Insulina vicia?
Entrevista com a endocrinologista Helena Schmid, da UFCSPA
Quando recebem a indicação de seu médico de que precisam passar a utilizar insulina, alguns diabéticos têm receio de dar início a um procedimento que acabe por "viciar" seu organismo. A insulina não vicia, explica a endocrinologista Helena Schmid, professora titular da Universidade Federal de Ciências da Saúde de Porto Alegre (UFCSPA). Em muitos casos, seu uso é transitório e serve para resolver situações temporárias.
Helena Schmid - "Não existem dados que mostrem que o uso de insulina possa transformar-se em vício. No passado, quando se usava insulina produzida a partir de material proveniente do boi ou porco, houve casos raros de detecção de anticorpos desenvolvidos pelo paciente que levavam à necessidade de aumento de dose porque ele desenvolvia resistência a essa insulina. Hoje, com as novas insulinas, isso não ocorre mais.
Alguns diabéticos podem precisar substituir os medicamentos orais por insulina em diversas circunstâncias, como a realização de uma cirurgia ou um quadro de comprometimento do fígado ou dos rins que interfere no metabolismo desses medicamentos ou na sua excreção, o que acaba aumentando a quantidade desses medicamentos em circulação no sangue e consequentemente sua toxicidade. Isso pode acontecer, por exemplo, durante uma hepatite ou por insuficiência renal.
Depois de passada a circunstância que levou à troca do medicamento oral pela insulina, esse paciente pode voltar a utilizar os medicamentos orais sem problemas, o que mostra que a insulina não "viciou" seu organismo.

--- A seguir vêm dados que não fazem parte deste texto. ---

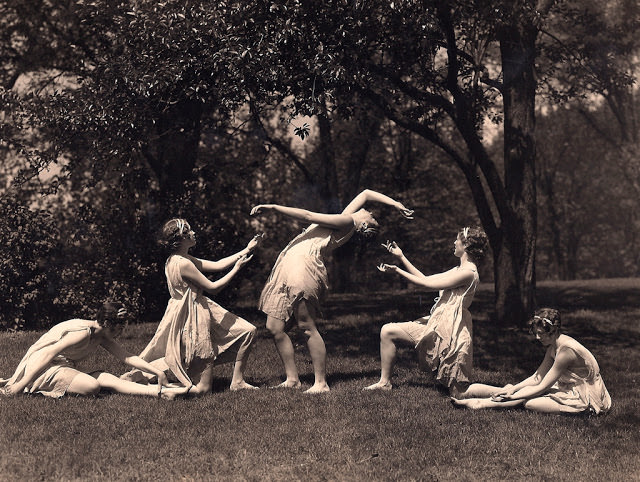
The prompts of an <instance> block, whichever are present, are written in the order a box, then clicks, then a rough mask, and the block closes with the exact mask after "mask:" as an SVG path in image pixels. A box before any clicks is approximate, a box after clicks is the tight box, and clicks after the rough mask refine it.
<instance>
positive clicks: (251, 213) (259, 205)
mask: <svg viewBox="0 0 640 482" xmlns="http://www.w3.org/2000/svg"><path fill="white" fill-rule="evenodd" d="M272 207H273V204H258V205H257V206H254V207H253V209H251V213H250V215H251V216H257V215H259V214H262V213H264V212H265V211H266V210H268V209H271V208H272Z"/></svg>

O uso da insulina é benéfico, também, quando o pâncreas recebe a informação constante de que a glicemia está muito alta e deixa de produzir insulina. Ao passar para injeções de insulina, a capacidade desse órgão de produzir insulina é restituída e nesse caso, igualmente, o diabético pode voltar a utilizar os medicamentos orais.
Outra circunstância em que a troca do remédio oral por insulina é recomendada é a de surgimento de uma alergia a medicamentos. Nesse caso, é necessário suspender a medicação oral até que se estabeleça qual dos medicamentos está desencadeando o processo alérgico. Depois dessa definição, é possível voltar à medicação oral ajustada a esse paciente.
Alguns pacientes podem imaginar que a insulina crie dependência porque as doses tendem a ser aumentadas com o tempo, mas isso é esperado e se adequa à evolução natural do diabetes. Isso acontece, porém, não porque o organismo tenha ficado viciado, mas porque o diabetes é uma doença progressiva ou porque o paciente teve ganho de peso. Até no caso de ganho de peso, porém, a dose pode voltar a ser reduzida caso ele venha a emagrecer."